In the latest fallout from the massive corruption scandal shaking FIFA, US magazine World Soccer reported this week that Brazilian authorities had found evidence of payments from a Qatari construction company to a secret bank account held by Teixeira, a former executive committee member at world football’s governing body.

The magazine said the Monaco bank account contained 30 million euros.

Teixeira, who acknowledges he voted for Qatar’s controversial hosting bid, denied he was paid to do so.

“I received nothing, absolutely nothing for that. This business about Qatar is complete nonsense,” he told Brazilian news site Terra.

He said he voted for Qatar as part of a deal to get votes for Portugal and Spain’s joint candidacy for the 2018 World Cup.

The Iberian countries, traditional allies of South American federation CONMEBOL, ultimately lost that bid to Russia in the same December 2010 vote that awarded the 2022 Cup to Qatar.

Teixeira said he struck a vote-swapping deal with the Qatari delegation, Spanish federation president Angel Maria Villar and then Argentine federation president Julio Grondona, who died last year.

“Spain needed votes. They had the three from South America, their own and maybe one more from Europe. But it wasn’t enough. So we had a meeting. Me, Villar and Grondona got some votes from Asia thanks to Qatar. And what was the deal?
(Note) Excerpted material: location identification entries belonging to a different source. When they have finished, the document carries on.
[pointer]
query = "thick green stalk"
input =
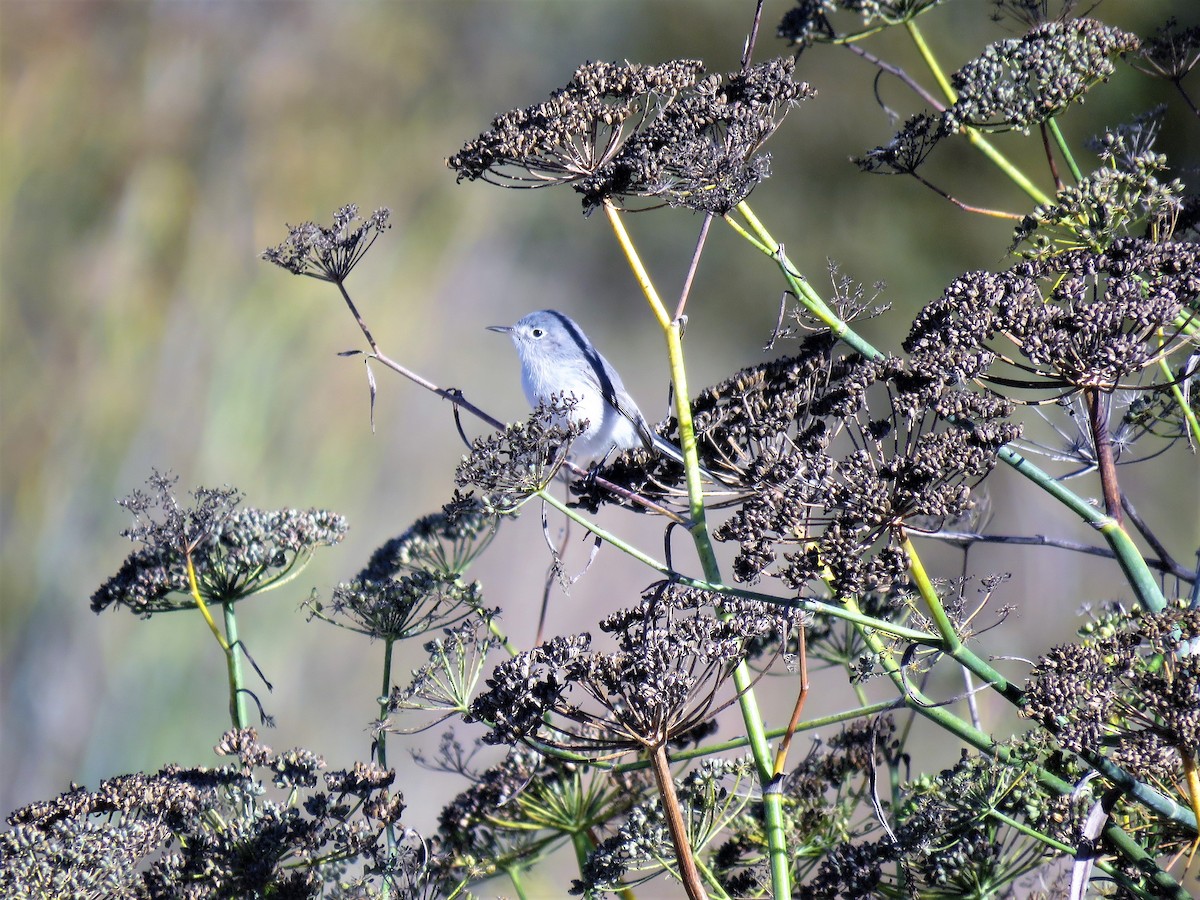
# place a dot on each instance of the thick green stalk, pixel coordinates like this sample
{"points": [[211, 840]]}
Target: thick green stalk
{"points": [[1126, 845], [973, 136], [234, 667], [699, 529], [1061, 143], [739, 742], [1131, 561]]}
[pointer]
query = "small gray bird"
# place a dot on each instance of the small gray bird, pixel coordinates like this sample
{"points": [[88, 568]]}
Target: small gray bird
{"points": [[558, 359]]}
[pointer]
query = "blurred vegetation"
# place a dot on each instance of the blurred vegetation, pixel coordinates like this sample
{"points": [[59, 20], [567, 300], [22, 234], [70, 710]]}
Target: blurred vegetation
{"points": [[150, 150]]}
Qatar would vote for us for 2018 and would, in exchange, receive our support for 2022,” he said.

Teixeira’s successor at the CBF, Jose Maria Marin, is one of the seven football officials arrested in Zurich last month as part of a sweeping US investigation into massive corruption at the heart of FIFA.

Teixeira is not among the 14 people indicted in the US probe, but Brazilian prosecutors announced earlier this month they are investigating him for crimes including money-laundering and fraud.

Teixeira, now 67, stepped down from his post at the CBF in 2012 on grounds of ill health amid allegations of receiving millions of dollars in bribes during his presidency.

A federal police probe found that between 2009 and 2012, Teixeira, who led the CBF for 23 years, moved 464 million reais (now worth $152 million) through his accounts — an amount that drew attention as “unusual,” the news magazine Epoca reported after gaining access to the police file.

Teixeira was a son-in-law and protege of long-time FIFA president Joao Havelange, who stepped down in 1998 after a 24-year tenure that was also marred by corruption allegations.